Salgado (23 carries, 137 yards, TD) set the tone early on the Saxons first possession of the contest. He carried the ball 7 times for 34 yards that set up quarterback Marcus Ross' 6-yard TD toss to quarterback-turned-receiver Deontae Arnold for a 7-0 lead at 6:56 of the first.
Schaumburg added to its lead with 46 seconds remaining in the period when Ross hooked up with Hezekiah Trotter from 17 yards out. The play put the visitors up 14-0, and it looked as if they would coast the rest of the way.
But as Fremd has exhibited all year long, they still had a lot of fight left in the tank.
Midway through the second quarter, sophomore quarterback Andrew Saxe led the Vikings on a scoring drive that culminated in a 4-yard TD strike to Fremd's leading receiver, senior Ben Konopka that cut the deficit to 14-7.
"Down 14-0, 21-0, it doesn't matter, I knew these guys would fight and be aggressive tonight, " said Konopka. " Throughout the whole season, I know the record isn't where we want it to be at 1-8, but it's been the same speed at practice since Game 1…I'm proud of my guys tonight."
They sure didn't look like a 1-8 football team Friday night.
On the Saxons' ensuing drive, Schaumburg looked to pad its lead and reached midfield before cornerback Nick Rattin plucked an errant pass to set the Vikings up in great field position with 5:19 left in the half.
Three minutes later, Rasheed Amos chugged into the end zone from 2 yards out to deadlock the game at 14-14 at intermission.
With Schaumburg set to receive the second-half kickoff, Fremd head coach Lou Sponsel stuck with the team's aggressive mantra, and called an onside kick that the Vikings recovered at the Saxons' 49.
"We had to pull it all out tonight, " said Sponsel. "But as has been the story with us all season, we made too many mistakes, our opponents capitalize on some mismatches and we come up a little short…but these kids fight and play hard out there."
The Vikings could not parlay the excellent field position into points, as the Saxons defense forced them into a 3-and-out. From there they went on the offensive.
Ross engineered a 5-minute scoring drive that was capped off by the workhorse himself, Salgado. He barreled his way in for the go-ahead score from 2 yards out with 5:50 remaining in the third to put Schaumburg up for good at 21-14.
"We talk about making next Friday night your best game," said Saxons head coach Mark Stilling. "And Jordan just competed his butt off tonight…and our offensive line had a couple kids go down tonight and we really had to grind out that fourth quarter, but I really liked our O-Line play in the 4th."
Schaumburg extended its lead to 24-14 on a Jon Mueller 20-yard field goal with 9:45 left to go in the game, but Fremd rallied once again when backup quarterback, Zac Garnmeister, filling in for an injured Saxe, crossed the plain from a yard out with 5:25 to go.
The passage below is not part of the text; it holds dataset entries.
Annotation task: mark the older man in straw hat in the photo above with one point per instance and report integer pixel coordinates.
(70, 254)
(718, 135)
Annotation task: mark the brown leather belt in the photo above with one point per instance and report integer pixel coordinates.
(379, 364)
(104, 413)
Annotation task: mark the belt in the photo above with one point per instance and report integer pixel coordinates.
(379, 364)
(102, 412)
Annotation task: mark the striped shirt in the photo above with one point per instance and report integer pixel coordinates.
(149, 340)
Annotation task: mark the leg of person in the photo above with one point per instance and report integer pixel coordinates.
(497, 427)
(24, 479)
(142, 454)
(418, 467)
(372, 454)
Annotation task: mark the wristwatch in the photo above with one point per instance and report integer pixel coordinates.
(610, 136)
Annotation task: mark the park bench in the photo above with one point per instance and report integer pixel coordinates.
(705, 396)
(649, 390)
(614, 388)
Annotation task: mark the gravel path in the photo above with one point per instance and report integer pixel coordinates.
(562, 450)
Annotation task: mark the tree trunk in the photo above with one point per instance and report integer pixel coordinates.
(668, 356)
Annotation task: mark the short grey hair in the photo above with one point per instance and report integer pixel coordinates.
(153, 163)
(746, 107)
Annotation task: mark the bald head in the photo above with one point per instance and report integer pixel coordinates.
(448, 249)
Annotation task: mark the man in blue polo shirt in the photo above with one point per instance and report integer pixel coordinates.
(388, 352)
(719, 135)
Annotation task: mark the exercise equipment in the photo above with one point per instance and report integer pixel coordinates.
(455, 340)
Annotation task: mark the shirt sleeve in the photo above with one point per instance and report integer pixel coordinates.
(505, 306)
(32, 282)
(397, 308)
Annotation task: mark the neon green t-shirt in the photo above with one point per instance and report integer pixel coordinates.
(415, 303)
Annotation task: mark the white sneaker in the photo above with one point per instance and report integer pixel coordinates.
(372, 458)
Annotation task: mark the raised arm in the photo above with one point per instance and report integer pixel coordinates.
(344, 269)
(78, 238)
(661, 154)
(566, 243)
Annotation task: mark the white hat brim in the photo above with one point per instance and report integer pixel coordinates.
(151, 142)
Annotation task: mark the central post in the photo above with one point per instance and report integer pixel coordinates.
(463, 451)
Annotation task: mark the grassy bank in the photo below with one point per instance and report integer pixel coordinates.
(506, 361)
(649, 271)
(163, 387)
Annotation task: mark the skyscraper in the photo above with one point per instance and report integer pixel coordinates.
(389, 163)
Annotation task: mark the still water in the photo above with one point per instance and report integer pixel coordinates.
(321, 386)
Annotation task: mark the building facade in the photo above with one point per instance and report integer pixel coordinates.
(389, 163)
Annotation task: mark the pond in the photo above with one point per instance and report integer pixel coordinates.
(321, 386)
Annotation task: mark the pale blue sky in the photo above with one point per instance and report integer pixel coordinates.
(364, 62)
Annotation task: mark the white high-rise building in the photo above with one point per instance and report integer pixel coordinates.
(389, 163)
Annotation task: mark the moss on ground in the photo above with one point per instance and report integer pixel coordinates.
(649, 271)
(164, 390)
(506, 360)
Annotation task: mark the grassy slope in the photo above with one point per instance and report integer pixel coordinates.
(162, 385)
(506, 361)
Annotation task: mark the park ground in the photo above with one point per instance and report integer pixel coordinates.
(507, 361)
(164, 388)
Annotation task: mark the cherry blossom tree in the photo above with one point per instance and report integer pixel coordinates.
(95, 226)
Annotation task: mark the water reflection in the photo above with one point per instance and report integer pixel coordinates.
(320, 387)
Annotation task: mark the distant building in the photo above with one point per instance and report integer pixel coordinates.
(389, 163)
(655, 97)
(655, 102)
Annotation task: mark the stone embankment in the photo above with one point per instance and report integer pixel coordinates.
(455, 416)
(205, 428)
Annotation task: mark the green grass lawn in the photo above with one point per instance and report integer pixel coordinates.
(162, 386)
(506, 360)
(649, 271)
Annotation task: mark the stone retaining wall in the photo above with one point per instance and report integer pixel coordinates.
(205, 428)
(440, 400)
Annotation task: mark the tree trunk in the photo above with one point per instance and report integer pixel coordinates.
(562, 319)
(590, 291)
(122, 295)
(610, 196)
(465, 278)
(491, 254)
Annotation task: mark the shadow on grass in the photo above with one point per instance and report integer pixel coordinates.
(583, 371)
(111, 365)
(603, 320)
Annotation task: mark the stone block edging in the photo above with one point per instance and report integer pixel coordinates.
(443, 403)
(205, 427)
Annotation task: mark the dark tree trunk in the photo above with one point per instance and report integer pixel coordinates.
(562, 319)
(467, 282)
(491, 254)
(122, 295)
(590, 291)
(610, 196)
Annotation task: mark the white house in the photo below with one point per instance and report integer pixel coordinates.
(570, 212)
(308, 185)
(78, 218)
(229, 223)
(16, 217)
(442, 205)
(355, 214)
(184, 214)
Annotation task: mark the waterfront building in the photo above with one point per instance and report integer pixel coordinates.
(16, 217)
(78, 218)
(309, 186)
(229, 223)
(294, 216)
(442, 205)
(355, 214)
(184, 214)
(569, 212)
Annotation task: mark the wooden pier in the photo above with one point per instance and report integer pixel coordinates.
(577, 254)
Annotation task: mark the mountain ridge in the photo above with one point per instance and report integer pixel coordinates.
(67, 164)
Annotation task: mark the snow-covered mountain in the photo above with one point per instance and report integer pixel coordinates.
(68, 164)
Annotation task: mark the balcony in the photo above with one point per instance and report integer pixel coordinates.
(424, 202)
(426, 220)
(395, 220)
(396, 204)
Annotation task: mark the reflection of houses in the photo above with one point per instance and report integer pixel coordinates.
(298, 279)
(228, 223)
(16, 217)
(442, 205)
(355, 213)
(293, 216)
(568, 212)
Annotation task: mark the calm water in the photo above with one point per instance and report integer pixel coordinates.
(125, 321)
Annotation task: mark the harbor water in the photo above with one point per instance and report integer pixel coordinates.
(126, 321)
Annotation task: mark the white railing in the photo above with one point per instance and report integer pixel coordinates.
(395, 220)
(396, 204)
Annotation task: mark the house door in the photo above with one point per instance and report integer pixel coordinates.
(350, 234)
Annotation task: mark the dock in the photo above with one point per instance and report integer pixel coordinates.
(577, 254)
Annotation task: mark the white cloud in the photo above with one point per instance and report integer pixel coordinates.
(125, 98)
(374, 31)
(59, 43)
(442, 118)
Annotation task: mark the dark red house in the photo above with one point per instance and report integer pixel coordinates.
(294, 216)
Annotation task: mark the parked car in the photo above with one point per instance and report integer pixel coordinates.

The Vikings missed the extra point, but narrowed the lead to 24-20.
They would not see the ball again.
Answering the bell as they had all night, the offensive line kept the chains moving the final 5:25 as Ross' final run of the night, a 10-yarder, put the finishing touches on the victory and quite possibly hoisted the Saxons into the postseason.
For Fremd, a frustrating season came to a close.
"With all the distractions, injuries and sicknesses we faced this season, this team never wavered," said Sponsel. "A lot of guys in our world today would have quit, but not these guys, I'm proud of this senior group. And they left a strong legacy of fight and character and resiliency that's going to echo for years."